Sappiate che anche Paride non mi sta molto a cuore, perché scaltro scaltro non era. Cassandra lo aveva detto:

"Chistu me frati Paride, chiossà lu dannu, ca lu guadagnu! Poi lu vedrete appena porta nintra a qualchi strodda spartana chi succedi![7]"

[7] “Mio fratello Paride ci porterà più danno che guadagno, vedrete quando porterà in casa qualche donnaccia spartana!”


Ma chi la ascoltava? Cassandra era pazza, visionaria. Arrivato a Sparta tutto ingellato e pettinato, Paride pensa bene di far la corte alla moglie del re: la famosissima Elena, che di Troia non era, ma era di Sparta. Uno sguardo oggi, una carezza domani, l’unica missione che il bel Paride riesce a portare a termine è quella di fuggire con la regina di Sparta. Apriti cielo!   Il resto del racconto credo vi sia più o meno noto, dieci anni di lotte e sanguinose battaglie, il tutto per un capriccio del principino. Secondo me, dopo un paio d’anni di guerra, avrebbero dovuto rendersi conto che Cassandra non era proprio la scema del villaggio, ma ahimè, non fu così. Giunti al round finale, quando il campo Acheo fu sgombrato e il famoso cavallo di Troia fu ritrovato fuori dalle porte della città, ancora una volta la povera Cassandra ci provò a mettere tutti in guardia:

"Ma dicu iu! Veru diciti? Ma si po’ cridiri mai ca dopu dieci anni chisti scapparu e ni lassaru stu cavaddu pi mustra? Datici focu! È una trappola![8]" 

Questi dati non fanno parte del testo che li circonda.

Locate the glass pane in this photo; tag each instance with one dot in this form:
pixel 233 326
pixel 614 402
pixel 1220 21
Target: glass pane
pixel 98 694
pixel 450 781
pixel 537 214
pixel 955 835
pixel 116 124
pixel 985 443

[8] “Ma dico io, davvero si può credere che questi tizi dopo dieci anni di guerra siano andati via e abbiano lasciato questo cavallo, così, per metterlo in mostra? È una trappola!”


D’altronde, come si fa a credere alle parole di una visionaria? nel gran consiglio di Troia c’erano menti eccelse e si sa che la fortuna aiuta gli audaci, gli dei parteggiano sempre per i migliori e in questo i troiani non avevano dubbi: erano stati i migliori. Insomma, una volta entrato il cavallo sapete già come andò; un’intera città in fiamme, famiglie sterminate, morte, dolori e sofferenze, tutto ciò che Cassandra aveva predetto. I membri della famiglia reale si rifugiarono nei templi, sperando così di essere risparmiati, ma la guerra non risparmia niente e nessuno. Di Cassandra posso dirvi che fu fatta schiava da Agamennone che la portò a Micene con lui.  Se vorrete, vi racconterò prossimamente l’epilogo di questa storia. Io da lei ho imparato tanto. Spesso la verità si rivela chiara davanti ai nostri occhi, ma accettarla non è mai cosa semplice, preferiamo costruirci un castello dorato su fondamenta di bugie, soprattutto quando sono gli altri a spiattellarcela in faccia. A ciascuno di voi sarà capitato di dire “Ah, se avessi dato retta a tizio, se non avessi fatto questo…”, se dovesse ricapitarvi, pensate anche solo per un attimo a Cassandra, magari funziona.